Why the rubber ball bounced higher than the glass ball?

Question

For a teaching degree we did the following experiment:

Drop a rubber and a glass ball of approx. same size from approx. same height onto laminate flooring.

As we expected, the rubber ball bounced higher than the glass ball.

Our explanation: The rubber ball is more efficient in converting the kinetic energy into deformation energy and back. So the rubber ball transforms less energy into heat.

But alas, attempted verification with a heat camera showed otherwise: While there was a big blotch of heat left behind on the table by the rubber ball, the mark by the glass ball was barely visible.

The lecturer was very vague and eluded our question for an explanation.

So my question is:

What is the correct explanation of this? And why does the glass ball not produce at least an equal amount of heat?

Before posting here I googled this problem and to my dismay found the following blog entry which contradicts our experiment:

https://sciencenotes.org/why-a-glass-ball-bounces-higher-than-a-rubber-ball/

Answer 1

because the glass ball is stiffer than the laminate flooring, when it hits the floor it deforms the floor, thereby performing work on the floor and subtracting from the energy available to bounce the ball back. that work is lost because laminate flooring exhibits viscoelastic hysteresis which absorbs the work as deformation on short timescales but then releases that work on far longer timescales. So whatever springback you get out of the laminate flooring doesn't occur until long after the glass ball has exited the scene of the crime.

Answer 2

There is a property of materials called the coefficient of restitution that is given by the relative velocity after a collision divided by the relative velocity before the collision. This coefficient is often denoted by e and comes from "Newton's Law of Restitution". This number is proportional to the height of an object as it bounces off the floor divided by the distance from which it was dropped. $$ e = \frac{y_1}{y_0}$$ $$where\ y1\ =\ maximum\ height\ of\ ball\ after\ 1st\ bounce\ off\ floor$$ $$ y_0 = height\ from\ which\ ball\ is\ initially\ dropped $$

A ball with a coefficient of restitution = 1 will return to the starting point when dropped.

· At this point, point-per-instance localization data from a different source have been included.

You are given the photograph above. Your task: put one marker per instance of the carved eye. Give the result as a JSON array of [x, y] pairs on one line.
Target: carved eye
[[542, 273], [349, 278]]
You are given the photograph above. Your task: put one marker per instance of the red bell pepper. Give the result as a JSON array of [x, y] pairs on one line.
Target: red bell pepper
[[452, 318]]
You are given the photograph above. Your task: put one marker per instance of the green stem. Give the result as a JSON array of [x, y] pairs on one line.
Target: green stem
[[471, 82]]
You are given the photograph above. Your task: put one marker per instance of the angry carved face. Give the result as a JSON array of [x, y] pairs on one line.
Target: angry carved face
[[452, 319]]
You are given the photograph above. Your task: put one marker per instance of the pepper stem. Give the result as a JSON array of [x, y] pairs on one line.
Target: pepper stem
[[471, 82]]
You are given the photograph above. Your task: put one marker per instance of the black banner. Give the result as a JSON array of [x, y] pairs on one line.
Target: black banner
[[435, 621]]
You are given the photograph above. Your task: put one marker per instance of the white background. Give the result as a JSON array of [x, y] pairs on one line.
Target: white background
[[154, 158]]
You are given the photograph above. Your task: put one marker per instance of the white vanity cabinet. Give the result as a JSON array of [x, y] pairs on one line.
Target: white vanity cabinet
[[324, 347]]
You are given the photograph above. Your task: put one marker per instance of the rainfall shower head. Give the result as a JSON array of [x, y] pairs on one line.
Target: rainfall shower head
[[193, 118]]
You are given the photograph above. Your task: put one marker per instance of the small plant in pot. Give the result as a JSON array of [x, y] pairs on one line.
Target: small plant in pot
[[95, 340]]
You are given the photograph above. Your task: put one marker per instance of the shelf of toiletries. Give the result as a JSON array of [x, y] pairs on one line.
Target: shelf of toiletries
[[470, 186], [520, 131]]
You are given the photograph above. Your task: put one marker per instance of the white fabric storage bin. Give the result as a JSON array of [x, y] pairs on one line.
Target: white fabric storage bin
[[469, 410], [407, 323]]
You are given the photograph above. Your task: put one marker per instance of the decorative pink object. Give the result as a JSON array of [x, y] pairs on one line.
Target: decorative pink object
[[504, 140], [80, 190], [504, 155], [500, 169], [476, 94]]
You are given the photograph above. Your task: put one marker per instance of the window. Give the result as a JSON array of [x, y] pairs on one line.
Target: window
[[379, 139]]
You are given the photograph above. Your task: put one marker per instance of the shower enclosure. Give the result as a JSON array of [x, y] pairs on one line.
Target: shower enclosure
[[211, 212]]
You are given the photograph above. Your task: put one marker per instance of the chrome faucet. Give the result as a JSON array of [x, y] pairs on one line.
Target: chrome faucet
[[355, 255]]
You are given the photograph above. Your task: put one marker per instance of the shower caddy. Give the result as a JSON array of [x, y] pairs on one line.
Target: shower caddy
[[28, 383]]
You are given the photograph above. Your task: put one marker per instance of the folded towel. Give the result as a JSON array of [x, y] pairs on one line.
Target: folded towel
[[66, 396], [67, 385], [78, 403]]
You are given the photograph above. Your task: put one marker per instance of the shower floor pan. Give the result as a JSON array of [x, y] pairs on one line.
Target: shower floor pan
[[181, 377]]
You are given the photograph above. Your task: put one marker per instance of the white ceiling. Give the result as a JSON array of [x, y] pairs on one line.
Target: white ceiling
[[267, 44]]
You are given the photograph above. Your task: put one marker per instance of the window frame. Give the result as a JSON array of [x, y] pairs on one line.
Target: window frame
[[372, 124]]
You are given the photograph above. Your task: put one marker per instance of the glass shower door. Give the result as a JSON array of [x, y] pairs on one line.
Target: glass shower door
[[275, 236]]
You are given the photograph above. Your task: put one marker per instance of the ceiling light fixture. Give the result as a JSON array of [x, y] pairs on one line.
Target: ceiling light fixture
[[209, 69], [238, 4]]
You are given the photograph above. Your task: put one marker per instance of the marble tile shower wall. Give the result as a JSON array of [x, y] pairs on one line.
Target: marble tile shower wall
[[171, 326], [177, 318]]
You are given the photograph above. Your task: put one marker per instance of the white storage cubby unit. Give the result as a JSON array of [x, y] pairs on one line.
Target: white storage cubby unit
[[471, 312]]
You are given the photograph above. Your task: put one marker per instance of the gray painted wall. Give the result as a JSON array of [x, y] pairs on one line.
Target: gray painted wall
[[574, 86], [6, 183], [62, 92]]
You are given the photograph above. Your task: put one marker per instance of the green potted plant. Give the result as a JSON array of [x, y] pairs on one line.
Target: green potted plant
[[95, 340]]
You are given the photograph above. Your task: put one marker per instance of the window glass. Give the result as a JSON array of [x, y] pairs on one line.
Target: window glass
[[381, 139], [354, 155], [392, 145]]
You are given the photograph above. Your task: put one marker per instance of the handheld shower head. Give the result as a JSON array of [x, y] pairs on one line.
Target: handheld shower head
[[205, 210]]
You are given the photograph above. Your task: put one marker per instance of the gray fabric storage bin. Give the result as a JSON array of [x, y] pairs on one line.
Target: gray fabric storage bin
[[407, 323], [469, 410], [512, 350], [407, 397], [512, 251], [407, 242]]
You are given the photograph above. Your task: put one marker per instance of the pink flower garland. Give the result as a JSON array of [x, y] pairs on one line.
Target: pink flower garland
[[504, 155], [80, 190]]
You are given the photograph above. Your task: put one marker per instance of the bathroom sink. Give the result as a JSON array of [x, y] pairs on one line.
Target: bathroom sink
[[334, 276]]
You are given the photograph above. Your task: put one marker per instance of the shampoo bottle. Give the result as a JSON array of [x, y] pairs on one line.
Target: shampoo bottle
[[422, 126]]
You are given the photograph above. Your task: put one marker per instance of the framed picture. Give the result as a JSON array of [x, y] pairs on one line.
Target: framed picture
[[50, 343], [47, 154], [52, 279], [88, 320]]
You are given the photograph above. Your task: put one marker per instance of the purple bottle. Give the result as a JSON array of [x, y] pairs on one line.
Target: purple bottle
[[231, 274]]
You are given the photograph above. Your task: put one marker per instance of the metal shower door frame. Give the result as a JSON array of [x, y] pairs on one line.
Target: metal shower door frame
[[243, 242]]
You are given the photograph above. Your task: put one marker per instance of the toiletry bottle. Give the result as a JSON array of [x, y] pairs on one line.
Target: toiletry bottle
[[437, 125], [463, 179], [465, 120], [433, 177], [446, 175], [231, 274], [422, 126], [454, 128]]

A hard rubber ball at room temperature has $e \approx 0.9$ while a glass ball has e between 0.65-0.7. Hence the rubber ball bounces higher. There are tables of values of e on the internet and in the Wikipedia reference given below.

Some useful references are here, here, and here.

I'm not sure why the paper you linked had the reverse answer. This reference has measurements for balls of different material and include a steel ball. Maybe the study done in the linked paper used a very soft rubber ball. All things being equal, a hard solid rubber ball ( think superball) will bounce much higher than a steel or glass ball.

Answer 3

The main reason why in your case the rubber ball bounced higher ist the laminate flooring. If you had marble or granite the glass ball would habe bounced significantly better, even a bit better than the rubber.

On the laminate flooring the rubber ball can play out its flexibility, store energy in its own deformation and use it to bounce back up.

The glass ball on the other hand can't even deform much, because the floor is absorbing a lot of the impact. A good part of the energy will go into the deformation of the laminate. Most likely some of the deformation will remain and there should be at least a small mark on the floor. Often the laminated floor as whole can bend to a certain degree absorbing even more energy.
So if you want some nice bouncing you need to find a material that will not deform easily by the impact of the glass.

The rubber ball deforms very much in comparison to the glass ball, so on the peak of deformation a rather large part of the surface is touching the ground. The deformation results in friction and a relatively large area of adhesion, which are mainly responsible for the heat.
The glass ball on the other hand touches the ground on a much smaller area, so there is very little friction and most of the energy is consumed by the deformation of and absorbed impact by the ground.